L’Agence européenne du médicament (EMA) justifie ce choix par « l’importance de l’effet placebo » dans la migraine. Un argument qui laisse perplexe sur sa pertinence, puisque dans un essai bien conçu est en double aveugle (ni les patients ni le personnel médical qui mène l’étude ne savent ce que chaque patient prend entre le médicament testé et le produit de contrôle), cet effet placebo est similaire entre les groupes donc éliminé. Ainsi, la comparaison à un traitement éprouvé est pertinente, et la justification de l’EMA pour justifier le manquement ne tient pas la route. Les esprits critiques férus de méthodologie et d’éthique comprennent dès lors que la placebomania prive les patients de données solides sur les progrès réels, dessert les soignants dans leurs choix et au final les patients et la santé publique.
Quel avenir pour les patients atteints de migraine ?
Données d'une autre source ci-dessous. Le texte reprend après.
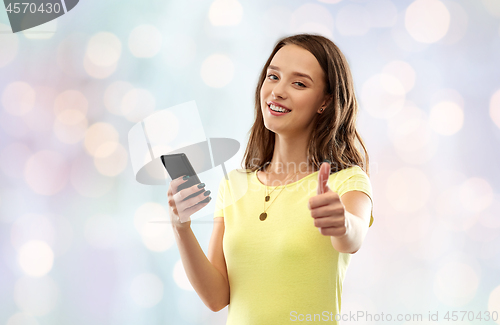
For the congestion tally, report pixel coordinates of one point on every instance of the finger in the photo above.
(185, 205)
(333, 231)
(174, 184)
(326, 222)
(327, 211)
(323, 175)
(323, 200)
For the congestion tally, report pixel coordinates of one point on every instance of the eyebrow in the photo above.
(295, 73)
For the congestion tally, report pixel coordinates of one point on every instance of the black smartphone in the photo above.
(178, 165)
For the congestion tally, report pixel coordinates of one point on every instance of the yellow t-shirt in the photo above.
(282, 270)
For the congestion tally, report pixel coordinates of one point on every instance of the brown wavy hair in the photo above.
(335, 136)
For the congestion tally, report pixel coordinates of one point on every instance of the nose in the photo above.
(279, 90)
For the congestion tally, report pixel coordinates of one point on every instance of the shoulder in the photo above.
(349, 172)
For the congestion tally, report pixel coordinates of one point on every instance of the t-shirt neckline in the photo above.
(288, 185)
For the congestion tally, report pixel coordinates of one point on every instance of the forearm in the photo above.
(352, 240)
(210, 285)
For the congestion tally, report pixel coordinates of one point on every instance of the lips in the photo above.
(274, 104)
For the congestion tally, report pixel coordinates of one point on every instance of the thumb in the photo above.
(323, 175)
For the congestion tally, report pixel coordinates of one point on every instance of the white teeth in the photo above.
(278, 109)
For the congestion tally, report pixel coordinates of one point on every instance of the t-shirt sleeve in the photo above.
(355, 179)
(219, 201)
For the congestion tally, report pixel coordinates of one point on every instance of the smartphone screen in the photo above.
(178, 165)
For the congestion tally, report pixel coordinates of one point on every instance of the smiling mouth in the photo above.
(278, 109)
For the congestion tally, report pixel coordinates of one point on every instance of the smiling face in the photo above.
(295, 82)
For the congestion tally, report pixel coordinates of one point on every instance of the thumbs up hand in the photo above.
(326, 208)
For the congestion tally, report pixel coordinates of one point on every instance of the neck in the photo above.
(290, 156)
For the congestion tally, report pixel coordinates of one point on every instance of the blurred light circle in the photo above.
(383, 96)
(13, 158)
(71, 99)
(217, 70)
(492, 6)
(13, 125)
(36, 296)
(36, 258)
(495, 108)
(97, 134)
(446, 118)
(110, 159)
(45, 31)
(70, 117)
(312, 18)
(97, 71)
(476, 194)
(225, 13)
(427, 21)
(455, 284)
(10, 45)
(144, 41)
(102, 231)
(179, 51)
(46, 172)
(32, 227)
(403, 71)
(22, 319)
(383, 13)
(70, 126)
(87, 181)
(114, 94)
(137, 104)
(106, 149)
(407, 189)
(180, 277)
(18, 98)
(146, 290)
(494, 300)
(353, 20)
(104, 49)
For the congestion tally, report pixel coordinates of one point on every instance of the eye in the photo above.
(272, 75)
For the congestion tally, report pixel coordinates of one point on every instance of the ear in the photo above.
(326, 102)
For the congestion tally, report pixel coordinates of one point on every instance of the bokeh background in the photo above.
(75, 242)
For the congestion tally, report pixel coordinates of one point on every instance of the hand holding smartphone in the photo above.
(178, 165)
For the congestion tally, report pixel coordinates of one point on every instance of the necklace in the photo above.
(263, 215)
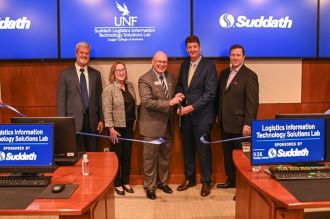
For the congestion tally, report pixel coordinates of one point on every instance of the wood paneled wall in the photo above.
(31, 87)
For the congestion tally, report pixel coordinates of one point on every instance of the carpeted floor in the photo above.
(187, 204)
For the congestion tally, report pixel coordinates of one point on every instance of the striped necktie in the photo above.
(83, 87)
(164, 87)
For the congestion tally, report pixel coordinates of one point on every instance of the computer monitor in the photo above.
(288, 141)
(64, 132)
(324, 116)
(26, 148)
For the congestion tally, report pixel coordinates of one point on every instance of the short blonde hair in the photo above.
(113, 69)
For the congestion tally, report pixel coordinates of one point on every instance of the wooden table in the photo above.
(93, 199)
(258, 195)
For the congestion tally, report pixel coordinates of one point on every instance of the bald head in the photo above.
(159, 62)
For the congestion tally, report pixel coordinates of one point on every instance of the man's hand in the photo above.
(186, 110)
(100, 127)
(114, 135)
(175, 100)
(246, 131)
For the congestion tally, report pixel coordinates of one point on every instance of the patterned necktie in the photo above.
(191, 72)
(164, 87)
(231, 76)
(83, 87)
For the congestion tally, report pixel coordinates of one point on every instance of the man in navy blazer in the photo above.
(238, 99)
(70, 101)
(198, 83)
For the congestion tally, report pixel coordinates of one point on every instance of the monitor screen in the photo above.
(125, 29)
(287, 141)
(324, 50)
(64, 132)
(274, 28)
(28, 29)
(26, 148)
(324, 116)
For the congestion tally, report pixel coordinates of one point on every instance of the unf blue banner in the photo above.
(287, 141)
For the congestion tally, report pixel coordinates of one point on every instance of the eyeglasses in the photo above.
(160, 62)
(120, 70)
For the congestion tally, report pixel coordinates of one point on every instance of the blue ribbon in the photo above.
(6, 106)
(159, 140)
(203, 140)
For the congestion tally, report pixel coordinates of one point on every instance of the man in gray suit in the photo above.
(79, 95)
(157, 89)
(238, 98)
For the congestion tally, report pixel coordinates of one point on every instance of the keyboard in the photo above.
(303, 172)
(24, 181)
(65, 161)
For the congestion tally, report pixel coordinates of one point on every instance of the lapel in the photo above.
(236, 79)
(76, 79)
(90, 80)
(156, 83)
(199, 67)
(185, 73)
(169, 84)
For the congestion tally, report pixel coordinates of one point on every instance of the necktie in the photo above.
(83, 87)
(230, 78)
(191, 73)
(164, 87)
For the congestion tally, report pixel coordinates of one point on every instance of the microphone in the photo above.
(180, 105)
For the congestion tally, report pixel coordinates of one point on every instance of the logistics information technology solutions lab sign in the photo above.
(26, 144)
(287, 141)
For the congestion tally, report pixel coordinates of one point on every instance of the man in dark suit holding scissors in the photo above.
(157, 90)
(198, 83)
(79, 95)
(238, 98)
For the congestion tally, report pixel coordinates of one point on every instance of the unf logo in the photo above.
(125, 19)
(226, 20)
(272, 153)
(2, 156)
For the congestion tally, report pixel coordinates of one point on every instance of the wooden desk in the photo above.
(93, 199)
(258, 195)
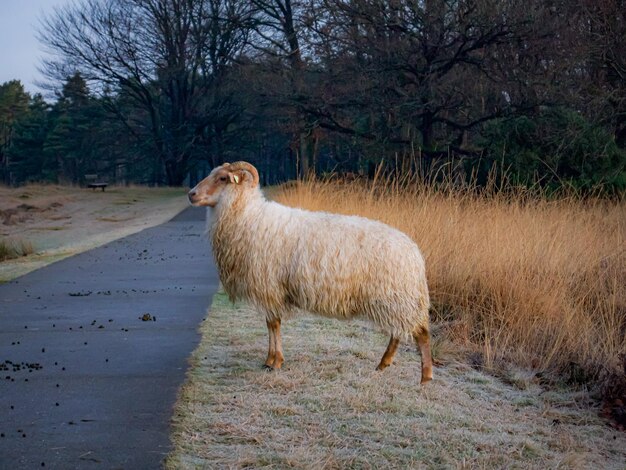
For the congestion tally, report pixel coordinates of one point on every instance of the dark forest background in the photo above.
(159, 91)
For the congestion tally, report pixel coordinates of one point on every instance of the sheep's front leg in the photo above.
(422, 339)
(389, 354)
(275, 357)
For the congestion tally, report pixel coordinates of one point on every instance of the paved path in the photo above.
(96, 384)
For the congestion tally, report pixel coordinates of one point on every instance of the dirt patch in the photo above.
(329, 408)
(59, 221)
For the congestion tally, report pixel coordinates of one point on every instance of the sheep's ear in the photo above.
(235, 178)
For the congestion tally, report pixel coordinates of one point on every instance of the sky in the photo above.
(20, 51)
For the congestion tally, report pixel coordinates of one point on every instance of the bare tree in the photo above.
(170, 57)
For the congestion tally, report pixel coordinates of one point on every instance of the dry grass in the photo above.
(329, 408)
(11, 249)
(513, 277)
(59, 221)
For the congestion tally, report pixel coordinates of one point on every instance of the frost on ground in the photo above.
(329, 408)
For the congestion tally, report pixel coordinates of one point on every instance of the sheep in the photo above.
(284, 260)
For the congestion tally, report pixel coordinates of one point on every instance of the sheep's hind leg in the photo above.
(422, 339)
(271, 352)
(275, 351)
(387, 359)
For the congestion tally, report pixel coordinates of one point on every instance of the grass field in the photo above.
(529, 324)
(515, 278)
(40, 224)
(329, 408)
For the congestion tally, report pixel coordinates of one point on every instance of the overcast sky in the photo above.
(20, 52)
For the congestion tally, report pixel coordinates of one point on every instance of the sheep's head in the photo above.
(227, 177)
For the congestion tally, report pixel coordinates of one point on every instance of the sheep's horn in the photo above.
(248, 167)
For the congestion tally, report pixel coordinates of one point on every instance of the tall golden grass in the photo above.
(518, 278)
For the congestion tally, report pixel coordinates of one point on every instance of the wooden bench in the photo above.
(94, 186)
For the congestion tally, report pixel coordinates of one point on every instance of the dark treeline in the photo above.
(160, 91)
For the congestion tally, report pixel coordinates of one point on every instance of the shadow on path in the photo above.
(84, 381)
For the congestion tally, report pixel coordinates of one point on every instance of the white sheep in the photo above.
(283, 260)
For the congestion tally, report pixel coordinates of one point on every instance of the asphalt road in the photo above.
(84, 381)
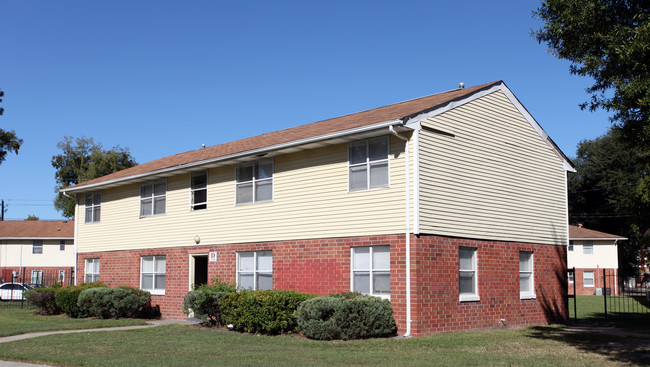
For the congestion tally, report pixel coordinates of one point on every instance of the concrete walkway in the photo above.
(150, 324)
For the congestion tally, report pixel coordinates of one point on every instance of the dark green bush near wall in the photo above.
(265, 312)
(43, 299)
(346, 316)
(121, 302)
(66, 298)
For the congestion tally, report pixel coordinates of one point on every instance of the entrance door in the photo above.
(199, 274)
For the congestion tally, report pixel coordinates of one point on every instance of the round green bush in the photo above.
(346, 316)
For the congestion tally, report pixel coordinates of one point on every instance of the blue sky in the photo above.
(164, 77)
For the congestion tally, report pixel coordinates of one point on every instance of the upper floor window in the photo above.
(255, 270)
(467, 274)
(93, 207)
(37, 247)
(255, 181)
(371, 270)
(153, 197)
(368, 164)
(199, 188)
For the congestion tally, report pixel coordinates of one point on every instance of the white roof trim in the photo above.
(413, 122)
(238, 155)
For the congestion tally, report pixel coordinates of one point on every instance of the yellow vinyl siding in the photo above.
(495, 179)
(310, 200)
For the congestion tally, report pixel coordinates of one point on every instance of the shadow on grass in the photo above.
(616, 345)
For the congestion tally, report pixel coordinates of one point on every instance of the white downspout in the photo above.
(74, 241)
(408, 231)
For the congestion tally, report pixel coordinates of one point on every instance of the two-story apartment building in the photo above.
(453, 206)
(36, 251)
(594, 255)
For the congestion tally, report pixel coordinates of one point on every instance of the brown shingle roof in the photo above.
(576, 233)
(316, 129)
(37, 229)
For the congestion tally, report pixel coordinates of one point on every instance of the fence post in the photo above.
(605, 289)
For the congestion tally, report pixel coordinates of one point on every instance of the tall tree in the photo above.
(81, 160)
(603, 193)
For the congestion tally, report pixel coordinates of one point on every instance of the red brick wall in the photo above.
(599, 281)
(322, 266)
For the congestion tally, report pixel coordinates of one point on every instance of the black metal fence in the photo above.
(16, 282)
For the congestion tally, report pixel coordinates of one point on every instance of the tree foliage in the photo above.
(81, 160)
(603, 193)
(9, 142)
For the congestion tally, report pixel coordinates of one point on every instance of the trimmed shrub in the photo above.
(67, 297)
(43, 299)
(346, 316)
(265, 312)
(121, 302)
(205, 301)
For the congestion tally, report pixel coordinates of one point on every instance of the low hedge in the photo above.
(264, 312)
(120, 302)
(44, 300)
(67, 297)
(346, 316)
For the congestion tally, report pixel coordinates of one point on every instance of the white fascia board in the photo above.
(415, 120)
(294, 143)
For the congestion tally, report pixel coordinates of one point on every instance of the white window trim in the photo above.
(192, 190)
(153, 197)
(372, 270)
(254, 181)
(92, 207)
(93, 270)
(34, 246)
(528, 295)
(255, 271)
(154, 291)
(593, 280)
(467, 297)
(367, 163)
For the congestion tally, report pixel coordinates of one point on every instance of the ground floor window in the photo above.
(91, 271)
(588, 278)
(153, 274)
(371, 270)
(255, 270)
(37, 278)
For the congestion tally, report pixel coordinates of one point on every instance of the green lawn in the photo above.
(621, 311)
(182, 345)
(17, 321)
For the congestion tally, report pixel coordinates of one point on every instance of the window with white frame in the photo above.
(371, 270)
(199, 189)
(255, 270)
(37, 247)
(588, 278)
(468, 289)
(37, 278)
(526, 279)
(255, 181)
(368, 164)
(153, 198)
(93, 207)
(91, 271)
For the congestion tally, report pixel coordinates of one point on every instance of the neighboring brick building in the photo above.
(36, 251)
(590, 252)
(453, 206)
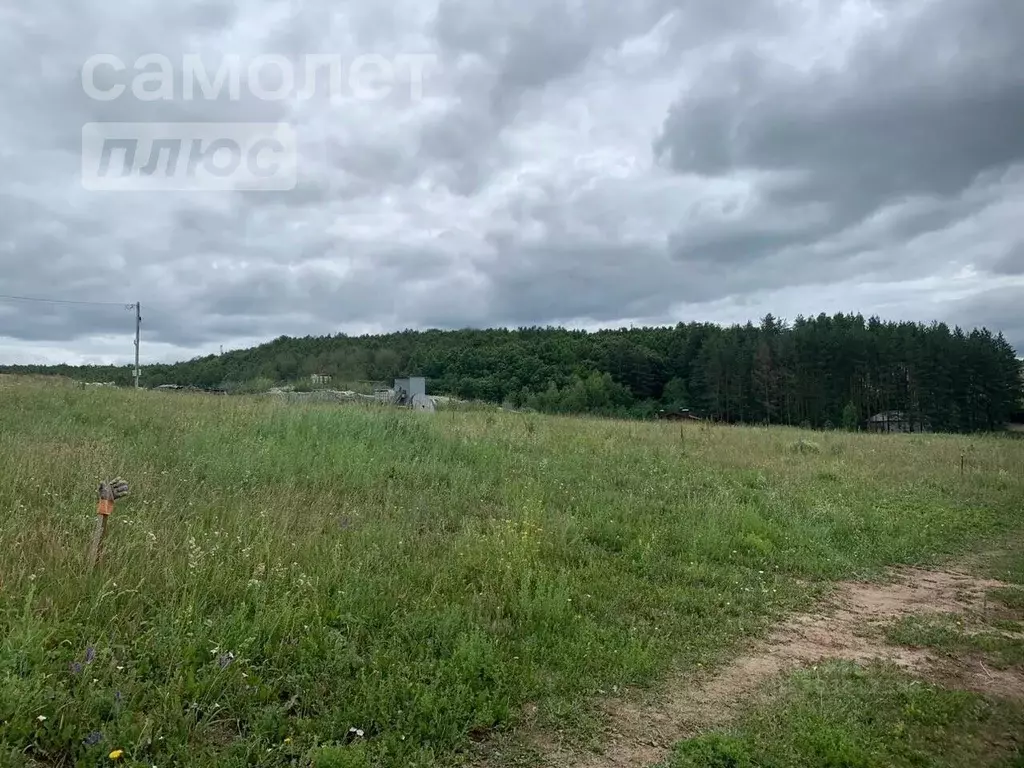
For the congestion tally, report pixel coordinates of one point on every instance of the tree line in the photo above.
(820, 372)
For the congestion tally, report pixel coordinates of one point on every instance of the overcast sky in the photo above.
(588, 164)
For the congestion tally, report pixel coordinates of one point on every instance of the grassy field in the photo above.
(355, 587)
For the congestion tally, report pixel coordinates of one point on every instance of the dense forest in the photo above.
(820, 372)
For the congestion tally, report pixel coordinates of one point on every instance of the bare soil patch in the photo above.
(641, 731)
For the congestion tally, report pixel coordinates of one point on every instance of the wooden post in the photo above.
(103, 509)
(109, 493)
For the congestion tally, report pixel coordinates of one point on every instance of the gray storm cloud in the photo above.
(588, 165)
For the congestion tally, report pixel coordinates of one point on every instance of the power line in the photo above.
(126, 305)
(134, 305)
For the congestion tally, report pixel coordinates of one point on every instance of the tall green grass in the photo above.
(363, 586)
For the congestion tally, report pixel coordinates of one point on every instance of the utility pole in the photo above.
(138, 326)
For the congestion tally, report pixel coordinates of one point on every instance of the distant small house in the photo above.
(896, 421)
(677, 415)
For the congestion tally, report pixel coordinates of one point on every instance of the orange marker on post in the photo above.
(108, 494)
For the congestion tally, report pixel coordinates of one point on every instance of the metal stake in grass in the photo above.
(107, 495)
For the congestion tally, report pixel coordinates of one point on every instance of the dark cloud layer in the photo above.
(591, 165)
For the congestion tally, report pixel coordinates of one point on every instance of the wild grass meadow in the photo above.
(356, 587)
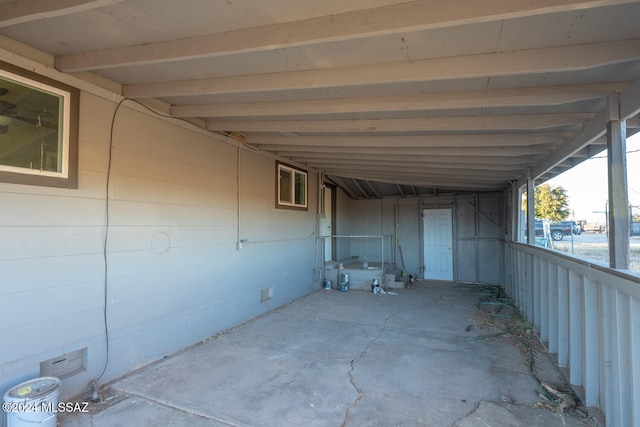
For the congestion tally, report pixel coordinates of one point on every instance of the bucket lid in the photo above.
(35, 388)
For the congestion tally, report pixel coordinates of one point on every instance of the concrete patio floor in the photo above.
(418, 358)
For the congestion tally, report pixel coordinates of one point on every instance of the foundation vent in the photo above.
(65, 365)
(266, 294)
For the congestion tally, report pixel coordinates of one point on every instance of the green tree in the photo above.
(551, 203)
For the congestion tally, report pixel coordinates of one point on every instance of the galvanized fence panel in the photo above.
(589, 316)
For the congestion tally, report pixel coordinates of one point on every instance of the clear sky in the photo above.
(586, 184)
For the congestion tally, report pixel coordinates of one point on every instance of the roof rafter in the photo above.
(398, 18)
(490, 98)
(530, 61)
(20, 12)
(432, 124)
(423, 141)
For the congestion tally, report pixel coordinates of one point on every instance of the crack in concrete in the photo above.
(359, 391)
(475, 408)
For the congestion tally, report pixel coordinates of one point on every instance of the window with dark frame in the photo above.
(38, 129)
(292, 187)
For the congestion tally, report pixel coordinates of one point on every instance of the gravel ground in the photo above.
(595, 246)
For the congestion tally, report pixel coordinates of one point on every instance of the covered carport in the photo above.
(430, 101)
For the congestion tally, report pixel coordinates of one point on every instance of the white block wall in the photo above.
(176, 205)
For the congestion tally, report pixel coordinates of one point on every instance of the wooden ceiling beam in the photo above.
(500, 64)
(529, 122)
(410, 151)
(21, 12)
(409, 141)
(489, 98)
(392, 19)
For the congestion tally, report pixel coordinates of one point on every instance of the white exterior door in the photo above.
(438, 244)
(328, 209)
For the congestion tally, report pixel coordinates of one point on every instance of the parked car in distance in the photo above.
(558, 229)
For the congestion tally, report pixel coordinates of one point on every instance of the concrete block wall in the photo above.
(477, 230)
(177, 205)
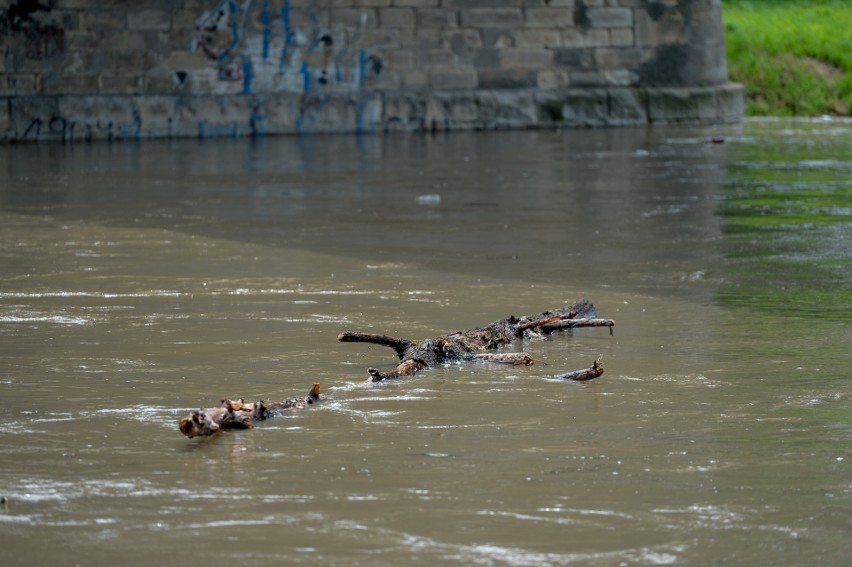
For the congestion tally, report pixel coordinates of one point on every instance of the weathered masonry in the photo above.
(110, 69)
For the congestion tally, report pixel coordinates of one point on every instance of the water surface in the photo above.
(138, 282)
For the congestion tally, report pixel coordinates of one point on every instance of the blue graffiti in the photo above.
(306, 78)
(288, 36)
(247, 74)
(267, 32)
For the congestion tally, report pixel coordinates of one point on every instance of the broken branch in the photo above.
(474, 344)
(240, 415)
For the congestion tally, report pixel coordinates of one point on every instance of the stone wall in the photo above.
(113, 69)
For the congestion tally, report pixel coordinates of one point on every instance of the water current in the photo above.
(141, 281)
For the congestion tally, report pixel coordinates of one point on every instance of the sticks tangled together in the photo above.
(472, 345)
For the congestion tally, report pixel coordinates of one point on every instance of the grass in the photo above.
(794, 57)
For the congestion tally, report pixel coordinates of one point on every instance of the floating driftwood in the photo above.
(473, 345)
(240, 415)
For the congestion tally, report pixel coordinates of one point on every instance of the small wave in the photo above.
(56, 319)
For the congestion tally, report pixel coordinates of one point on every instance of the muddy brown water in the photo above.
(140, 281)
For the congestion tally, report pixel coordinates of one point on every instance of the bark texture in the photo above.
(475, 344)
(240, 415)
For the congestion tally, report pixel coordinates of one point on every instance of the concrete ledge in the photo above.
(130, 118)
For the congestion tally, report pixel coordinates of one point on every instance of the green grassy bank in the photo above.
(793, 56)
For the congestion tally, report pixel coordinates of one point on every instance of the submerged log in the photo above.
(586, 374)
(240, 415)
(474, 344)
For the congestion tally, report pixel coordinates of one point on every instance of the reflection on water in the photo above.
(141, 282)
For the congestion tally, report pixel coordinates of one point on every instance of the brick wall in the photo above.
(79, 69)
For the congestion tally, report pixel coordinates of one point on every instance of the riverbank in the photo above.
(794, 57)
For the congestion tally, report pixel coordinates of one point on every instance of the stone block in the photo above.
(528, 58)
(397, 17)
(574, 57)
(479, 4)
(519, 78)
(666, 29)
(436, 58)
(617, 57)
(417, 3)
(437, 18)
(499, 38)
(552, 79)
(587, 38)
(400, 59)
(491, 18)
(17, 85)
(102, 21)
(621, 37)
(549, 17)
(414, 79)
(681, 105)
(548, 38)
(487, 58)
(366, 4)
(610, 17)
(113, 84)
(453, 79)
(148, 20)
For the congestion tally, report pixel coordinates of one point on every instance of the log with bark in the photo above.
(240, 415)
(475, 344)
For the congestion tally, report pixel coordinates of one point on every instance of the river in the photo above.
(141, 281)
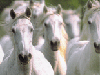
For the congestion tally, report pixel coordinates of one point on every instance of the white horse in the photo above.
(6, 43)
(72, 22)
(1, 54)
(37, 16)
(24, 59)
(83, 39)
(86, 60)
(55, 40)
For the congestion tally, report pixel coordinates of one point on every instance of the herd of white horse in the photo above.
(45, 40)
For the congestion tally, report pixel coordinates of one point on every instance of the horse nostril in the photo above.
(96, 45)
(30, 55)
(23, 58)
(34, 16)
(54, 43)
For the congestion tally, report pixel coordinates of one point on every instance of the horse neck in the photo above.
(21, 69)
(90, 55)
(51, 56)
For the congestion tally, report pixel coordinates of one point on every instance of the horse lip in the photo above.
(97, 50)
(54, 48)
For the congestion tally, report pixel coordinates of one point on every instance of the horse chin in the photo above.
(54, 48)
(24, 63)
(97, 51)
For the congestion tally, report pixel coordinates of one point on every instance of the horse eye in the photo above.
(67, 24)
(89, 22)
(31, 29)
(13, 30)
(45, 24)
Les gépants et le lasmiditan élargissent l’arsenal thérapeutique, un espoir pour ceux que les triptans laissent sur le carreau. Mais leur coût élevé et leur efficacité moindre freinent leur essor. Certains experts médicaux jugent que les triptans restent sous-utilisés malgré leur rapport efficacité-prix imbattable. Les nouveaux traitements, eux, se positionnent comme des recours précieux, pas comme des remplaçants. Le fait qu’ils n’aient pas été comparés directement aux triptans est cependant problématique, alors que d’autres gépants en spray nasal comme l’ubrogépant et zavégépant sont en attente d’approbation européenne.